The renowned Celtic group will perform Saturday night at St. Matthew Wesley United Church in North Sydney at 7 p.m. as part of North Sydney’s Bartown celebrations. And the four members of The Cottars — Fiona MacGillivray, Ciarán MacGillivray, Claire Pettit and Bruce Timmins — are looking forward to performing in Cape Breton, after just coming off a mini-tour of Alberta and B.C. earlier this month with the Chieftains.
“There’s definitely a vibe from the hometown crowd,” said Fiona, noting island audiences are familiar with many of their tunes and often tap their feet and clap to the music.

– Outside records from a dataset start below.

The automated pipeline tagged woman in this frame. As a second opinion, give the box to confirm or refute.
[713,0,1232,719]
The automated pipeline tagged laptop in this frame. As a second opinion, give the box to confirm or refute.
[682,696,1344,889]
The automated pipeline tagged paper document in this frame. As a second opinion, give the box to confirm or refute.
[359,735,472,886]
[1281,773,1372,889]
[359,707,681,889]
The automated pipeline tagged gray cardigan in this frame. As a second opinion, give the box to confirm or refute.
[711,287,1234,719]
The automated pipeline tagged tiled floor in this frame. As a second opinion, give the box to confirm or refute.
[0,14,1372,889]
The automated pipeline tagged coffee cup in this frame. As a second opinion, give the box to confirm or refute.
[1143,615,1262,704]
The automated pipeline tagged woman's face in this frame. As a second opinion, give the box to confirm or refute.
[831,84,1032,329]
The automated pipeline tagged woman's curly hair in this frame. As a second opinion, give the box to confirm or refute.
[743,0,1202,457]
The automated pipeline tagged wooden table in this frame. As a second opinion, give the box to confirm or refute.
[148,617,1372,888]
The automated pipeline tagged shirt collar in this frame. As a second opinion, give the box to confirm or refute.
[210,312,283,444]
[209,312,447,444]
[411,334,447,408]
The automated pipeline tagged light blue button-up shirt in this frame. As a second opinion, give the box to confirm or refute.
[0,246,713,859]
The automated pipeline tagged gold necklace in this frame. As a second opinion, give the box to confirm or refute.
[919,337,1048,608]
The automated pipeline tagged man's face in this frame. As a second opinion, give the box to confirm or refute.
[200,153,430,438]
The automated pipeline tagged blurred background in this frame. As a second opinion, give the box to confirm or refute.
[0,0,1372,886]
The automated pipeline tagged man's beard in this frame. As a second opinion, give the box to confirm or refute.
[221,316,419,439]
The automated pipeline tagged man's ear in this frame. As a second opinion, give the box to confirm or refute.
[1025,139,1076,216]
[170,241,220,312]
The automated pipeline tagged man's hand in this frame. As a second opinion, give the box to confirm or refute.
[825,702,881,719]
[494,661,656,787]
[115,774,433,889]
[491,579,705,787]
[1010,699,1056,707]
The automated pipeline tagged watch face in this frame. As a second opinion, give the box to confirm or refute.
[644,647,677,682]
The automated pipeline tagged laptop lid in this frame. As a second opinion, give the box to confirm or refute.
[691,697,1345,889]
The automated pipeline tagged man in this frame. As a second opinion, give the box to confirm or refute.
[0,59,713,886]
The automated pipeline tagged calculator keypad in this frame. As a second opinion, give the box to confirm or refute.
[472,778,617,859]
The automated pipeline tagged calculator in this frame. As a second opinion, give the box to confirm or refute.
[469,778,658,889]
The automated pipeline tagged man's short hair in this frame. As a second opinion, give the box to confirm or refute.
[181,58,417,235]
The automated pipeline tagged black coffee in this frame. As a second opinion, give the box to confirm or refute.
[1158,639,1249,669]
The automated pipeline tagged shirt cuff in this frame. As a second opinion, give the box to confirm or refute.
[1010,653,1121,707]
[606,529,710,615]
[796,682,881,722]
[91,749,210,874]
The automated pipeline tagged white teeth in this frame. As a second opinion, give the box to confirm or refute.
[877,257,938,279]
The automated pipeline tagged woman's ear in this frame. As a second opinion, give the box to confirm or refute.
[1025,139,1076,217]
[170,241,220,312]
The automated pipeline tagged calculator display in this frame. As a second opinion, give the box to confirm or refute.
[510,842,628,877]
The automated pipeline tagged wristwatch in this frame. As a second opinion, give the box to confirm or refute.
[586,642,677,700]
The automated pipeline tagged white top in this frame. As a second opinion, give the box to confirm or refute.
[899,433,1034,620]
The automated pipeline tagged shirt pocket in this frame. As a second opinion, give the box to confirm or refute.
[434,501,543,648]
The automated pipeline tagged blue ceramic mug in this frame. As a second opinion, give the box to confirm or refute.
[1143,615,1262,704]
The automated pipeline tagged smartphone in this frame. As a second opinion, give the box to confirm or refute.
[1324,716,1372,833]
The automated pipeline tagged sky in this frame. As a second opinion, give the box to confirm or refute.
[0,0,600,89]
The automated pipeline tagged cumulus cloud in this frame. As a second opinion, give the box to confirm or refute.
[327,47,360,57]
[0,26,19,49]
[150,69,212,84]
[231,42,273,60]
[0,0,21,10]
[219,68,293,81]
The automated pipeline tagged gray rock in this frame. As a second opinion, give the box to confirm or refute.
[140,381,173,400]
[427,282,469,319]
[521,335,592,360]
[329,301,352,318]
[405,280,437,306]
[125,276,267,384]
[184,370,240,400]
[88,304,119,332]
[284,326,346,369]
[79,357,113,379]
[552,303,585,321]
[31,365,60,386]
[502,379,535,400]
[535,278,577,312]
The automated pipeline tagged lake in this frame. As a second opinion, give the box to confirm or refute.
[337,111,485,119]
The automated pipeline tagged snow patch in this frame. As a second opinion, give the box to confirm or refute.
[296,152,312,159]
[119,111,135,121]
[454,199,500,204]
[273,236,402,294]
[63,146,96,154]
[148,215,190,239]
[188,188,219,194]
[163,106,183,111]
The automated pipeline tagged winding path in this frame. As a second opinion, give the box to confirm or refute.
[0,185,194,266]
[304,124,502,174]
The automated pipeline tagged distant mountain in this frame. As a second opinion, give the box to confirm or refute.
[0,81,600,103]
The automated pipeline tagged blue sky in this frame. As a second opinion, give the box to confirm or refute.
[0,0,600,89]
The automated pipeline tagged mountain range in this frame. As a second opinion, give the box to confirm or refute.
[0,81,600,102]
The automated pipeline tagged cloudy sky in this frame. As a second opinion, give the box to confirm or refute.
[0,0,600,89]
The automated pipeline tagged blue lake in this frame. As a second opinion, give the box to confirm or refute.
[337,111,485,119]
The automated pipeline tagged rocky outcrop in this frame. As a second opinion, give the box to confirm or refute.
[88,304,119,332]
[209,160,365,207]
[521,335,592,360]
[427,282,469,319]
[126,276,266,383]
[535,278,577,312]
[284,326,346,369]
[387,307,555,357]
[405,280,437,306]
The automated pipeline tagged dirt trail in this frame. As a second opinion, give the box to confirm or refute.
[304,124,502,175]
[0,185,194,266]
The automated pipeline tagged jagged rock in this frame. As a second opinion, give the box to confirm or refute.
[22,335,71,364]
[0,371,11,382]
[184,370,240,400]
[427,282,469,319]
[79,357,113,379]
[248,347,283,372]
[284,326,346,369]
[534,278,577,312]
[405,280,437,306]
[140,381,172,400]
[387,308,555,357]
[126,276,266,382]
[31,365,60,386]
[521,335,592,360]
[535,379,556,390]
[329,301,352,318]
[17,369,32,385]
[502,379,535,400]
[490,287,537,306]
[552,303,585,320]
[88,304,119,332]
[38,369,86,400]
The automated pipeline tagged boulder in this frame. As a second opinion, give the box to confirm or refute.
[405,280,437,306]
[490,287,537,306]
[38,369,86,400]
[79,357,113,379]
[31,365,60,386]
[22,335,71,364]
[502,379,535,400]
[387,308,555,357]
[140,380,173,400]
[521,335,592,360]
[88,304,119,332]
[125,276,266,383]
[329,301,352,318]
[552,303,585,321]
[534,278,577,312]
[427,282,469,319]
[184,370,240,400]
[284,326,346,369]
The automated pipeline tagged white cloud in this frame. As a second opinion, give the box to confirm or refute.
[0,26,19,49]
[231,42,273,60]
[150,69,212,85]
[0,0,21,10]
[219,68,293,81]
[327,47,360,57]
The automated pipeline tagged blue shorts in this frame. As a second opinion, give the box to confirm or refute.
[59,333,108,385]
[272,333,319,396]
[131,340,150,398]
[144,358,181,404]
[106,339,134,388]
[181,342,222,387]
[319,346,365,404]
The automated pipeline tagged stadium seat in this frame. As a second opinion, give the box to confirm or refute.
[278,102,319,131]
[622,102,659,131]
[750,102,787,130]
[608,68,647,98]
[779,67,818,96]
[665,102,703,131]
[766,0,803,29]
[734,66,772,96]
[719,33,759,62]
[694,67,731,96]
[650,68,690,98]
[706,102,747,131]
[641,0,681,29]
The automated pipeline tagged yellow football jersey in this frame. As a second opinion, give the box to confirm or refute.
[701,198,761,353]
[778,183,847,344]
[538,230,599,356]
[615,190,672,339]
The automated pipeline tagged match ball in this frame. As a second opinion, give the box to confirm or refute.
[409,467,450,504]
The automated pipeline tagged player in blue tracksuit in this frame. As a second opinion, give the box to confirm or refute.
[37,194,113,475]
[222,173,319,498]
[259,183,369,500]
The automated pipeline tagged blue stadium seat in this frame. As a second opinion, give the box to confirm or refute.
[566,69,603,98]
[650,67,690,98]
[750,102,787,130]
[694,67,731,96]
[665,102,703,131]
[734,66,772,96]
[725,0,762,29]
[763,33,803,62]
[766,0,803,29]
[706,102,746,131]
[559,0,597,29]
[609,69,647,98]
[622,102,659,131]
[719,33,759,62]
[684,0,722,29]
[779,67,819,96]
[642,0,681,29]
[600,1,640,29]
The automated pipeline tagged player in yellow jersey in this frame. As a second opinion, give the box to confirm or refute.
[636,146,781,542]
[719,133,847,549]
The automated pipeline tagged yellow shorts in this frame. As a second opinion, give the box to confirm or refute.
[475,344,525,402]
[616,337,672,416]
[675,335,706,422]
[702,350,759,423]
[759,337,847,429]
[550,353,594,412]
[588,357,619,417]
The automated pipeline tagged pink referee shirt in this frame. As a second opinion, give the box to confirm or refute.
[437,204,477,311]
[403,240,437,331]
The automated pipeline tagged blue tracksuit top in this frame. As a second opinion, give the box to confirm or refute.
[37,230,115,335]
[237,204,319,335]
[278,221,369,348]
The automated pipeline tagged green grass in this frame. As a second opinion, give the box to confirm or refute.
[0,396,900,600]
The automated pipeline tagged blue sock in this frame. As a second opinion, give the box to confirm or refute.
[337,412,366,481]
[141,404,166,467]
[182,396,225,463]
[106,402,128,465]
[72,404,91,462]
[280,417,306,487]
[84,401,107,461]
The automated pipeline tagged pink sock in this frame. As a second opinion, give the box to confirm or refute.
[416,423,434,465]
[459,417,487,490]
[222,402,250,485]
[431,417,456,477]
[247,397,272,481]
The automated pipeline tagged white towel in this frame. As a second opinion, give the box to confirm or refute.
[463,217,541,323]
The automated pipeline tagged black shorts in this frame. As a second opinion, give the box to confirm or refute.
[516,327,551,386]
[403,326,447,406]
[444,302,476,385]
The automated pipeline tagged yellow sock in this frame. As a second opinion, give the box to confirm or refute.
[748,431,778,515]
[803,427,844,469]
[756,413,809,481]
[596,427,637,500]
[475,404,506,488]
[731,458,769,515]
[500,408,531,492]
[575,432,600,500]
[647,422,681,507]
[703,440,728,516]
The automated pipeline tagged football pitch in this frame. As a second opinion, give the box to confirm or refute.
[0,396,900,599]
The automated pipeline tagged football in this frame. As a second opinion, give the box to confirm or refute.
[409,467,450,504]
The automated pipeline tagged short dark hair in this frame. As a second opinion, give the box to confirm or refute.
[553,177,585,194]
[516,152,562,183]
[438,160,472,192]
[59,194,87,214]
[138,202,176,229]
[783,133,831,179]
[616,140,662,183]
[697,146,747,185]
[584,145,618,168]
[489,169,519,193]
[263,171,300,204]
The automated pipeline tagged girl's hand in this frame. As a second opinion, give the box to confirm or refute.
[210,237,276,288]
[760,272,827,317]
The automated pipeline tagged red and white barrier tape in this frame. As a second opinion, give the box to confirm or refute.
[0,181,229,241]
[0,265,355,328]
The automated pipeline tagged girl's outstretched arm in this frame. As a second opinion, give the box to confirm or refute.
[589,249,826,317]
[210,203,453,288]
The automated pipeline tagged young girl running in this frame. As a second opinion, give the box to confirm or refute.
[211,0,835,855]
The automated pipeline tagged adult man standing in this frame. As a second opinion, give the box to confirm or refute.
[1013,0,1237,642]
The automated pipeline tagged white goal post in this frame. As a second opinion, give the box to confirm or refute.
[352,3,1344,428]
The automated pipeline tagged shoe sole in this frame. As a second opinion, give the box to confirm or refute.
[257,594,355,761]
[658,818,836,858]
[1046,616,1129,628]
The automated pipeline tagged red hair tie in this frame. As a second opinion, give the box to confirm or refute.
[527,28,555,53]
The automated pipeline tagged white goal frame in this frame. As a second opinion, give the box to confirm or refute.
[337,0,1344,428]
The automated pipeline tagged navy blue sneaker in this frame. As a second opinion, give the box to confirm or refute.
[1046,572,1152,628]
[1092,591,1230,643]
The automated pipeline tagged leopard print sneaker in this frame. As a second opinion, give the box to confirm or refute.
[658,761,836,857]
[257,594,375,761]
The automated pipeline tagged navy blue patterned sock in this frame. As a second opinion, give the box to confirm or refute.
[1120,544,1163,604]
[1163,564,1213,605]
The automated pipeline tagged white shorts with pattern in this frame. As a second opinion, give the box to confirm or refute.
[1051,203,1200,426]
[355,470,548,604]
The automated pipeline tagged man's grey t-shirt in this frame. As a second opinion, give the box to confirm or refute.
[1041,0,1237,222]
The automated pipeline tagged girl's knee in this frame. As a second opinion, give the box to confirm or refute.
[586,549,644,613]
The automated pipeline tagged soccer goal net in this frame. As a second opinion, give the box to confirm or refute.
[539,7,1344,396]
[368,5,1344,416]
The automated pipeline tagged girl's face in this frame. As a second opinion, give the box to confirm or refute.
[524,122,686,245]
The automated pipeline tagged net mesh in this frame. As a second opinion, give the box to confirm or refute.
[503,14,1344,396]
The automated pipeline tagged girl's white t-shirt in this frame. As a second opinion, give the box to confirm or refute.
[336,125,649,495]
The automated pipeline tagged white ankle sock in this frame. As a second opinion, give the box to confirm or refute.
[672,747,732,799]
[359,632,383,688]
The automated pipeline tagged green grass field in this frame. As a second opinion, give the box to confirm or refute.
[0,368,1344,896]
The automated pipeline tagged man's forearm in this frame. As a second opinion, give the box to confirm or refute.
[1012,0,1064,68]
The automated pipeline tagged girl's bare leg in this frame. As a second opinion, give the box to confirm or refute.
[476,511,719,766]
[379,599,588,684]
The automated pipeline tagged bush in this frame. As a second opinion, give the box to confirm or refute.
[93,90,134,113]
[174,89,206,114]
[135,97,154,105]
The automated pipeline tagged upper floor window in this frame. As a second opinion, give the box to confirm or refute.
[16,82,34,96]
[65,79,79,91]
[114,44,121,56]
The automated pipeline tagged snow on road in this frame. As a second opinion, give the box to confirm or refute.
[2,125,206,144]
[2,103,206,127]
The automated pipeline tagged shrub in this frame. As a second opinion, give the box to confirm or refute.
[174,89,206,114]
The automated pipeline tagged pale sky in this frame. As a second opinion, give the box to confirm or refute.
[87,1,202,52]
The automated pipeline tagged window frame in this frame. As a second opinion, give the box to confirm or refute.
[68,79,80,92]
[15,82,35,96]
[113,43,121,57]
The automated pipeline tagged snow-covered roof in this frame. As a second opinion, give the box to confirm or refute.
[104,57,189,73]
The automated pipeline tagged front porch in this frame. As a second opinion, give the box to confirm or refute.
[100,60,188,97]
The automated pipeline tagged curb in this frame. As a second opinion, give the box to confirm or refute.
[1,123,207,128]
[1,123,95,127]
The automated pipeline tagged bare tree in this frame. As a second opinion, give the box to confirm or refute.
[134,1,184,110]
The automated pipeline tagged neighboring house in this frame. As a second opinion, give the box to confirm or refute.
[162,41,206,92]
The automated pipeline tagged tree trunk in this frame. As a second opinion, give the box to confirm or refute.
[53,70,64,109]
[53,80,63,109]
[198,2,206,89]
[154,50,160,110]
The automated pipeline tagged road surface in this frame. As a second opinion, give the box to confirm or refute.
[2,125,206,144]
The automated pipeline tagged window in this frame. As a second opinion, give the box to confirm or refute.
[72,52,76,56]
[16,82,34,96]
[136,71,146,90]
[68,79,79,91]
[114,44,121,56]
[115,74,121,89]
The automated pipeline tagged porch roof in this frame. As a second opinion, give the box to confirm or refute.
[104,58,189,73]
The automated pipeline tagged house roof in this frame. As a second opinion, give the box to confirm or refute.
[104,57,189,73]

Since parting ways with fellow original Cottars members Jimmy and Roseanne MacKenzie in 2006, Ciarán and Fiona have teamed up with Claire Pettit and Bruce Timmons for a new-look, new-feel group, that is set to release its first album as a foursome later this year.
“We don’t yet have a release date but the music is finished and it’s kinda going through the mastering and production right now and it should be out soon and we’re excited to have people listen and see what they think. We had a lot of fun recording it,” said Ciarán. “The main thing is we were trying to establish all sorts of new aspects of what this group can do and on this record in particular one important thing is that Fiona has a couple of original songs on it which is something we hadn’t done before. But we had a lot of fun recording those and hopefully there will be more of them in the future.”
Fiona said she’s thrilled to have two of her own original songs included on the upcoming CD.
“I wrote a lot when I was much younger and I just never did anything with them and then I sort of gave it up and I missed it such a great deal,” she recalled. “To have some songs recorded on this last CD was a great way to inspire myself to get back to it. I find (songwriting) to be very fulfilling.”
Another highlight of the new album, which includes a mix of instrumentals and vocals, is the Gordon Lightfoot tune, Your Love’s Return (Song for Stephen Foster).
“I’ve been a Lightfoot fan for years and we just found the perfect song that hadn’t been as well known as some of his other works and did an arrangement of it and I personally was very excited to try that because I was such a great follower of his,” said Ciarán.
The MacGillivray siblings both sing and stepdance, and play a wide range of instruments including the piano, guitar, tin whistle, Irish bouzouki, Irish flute, bodhrán, and Celtic harp. Pettit, the youngest member of the band, is a talented instrumentalist, singer, composer and dancer, and Timmons, the Cottars’ lead guitarist, is one of the most respected accompanists in the Maritimes having toured or recorded with renowned East Coast groups like The Men Of The Deeps and The Rankin Family.
Tickets for The Cottars performance at St. Matthew Wesley Church are available at Buffets Office Pro, the Bartown Office and North Sydney Library, all on Commercial Street in North Sydney, the Clansman Motel in North Sydney, and J.R. Rahey’s in Sydney Mines.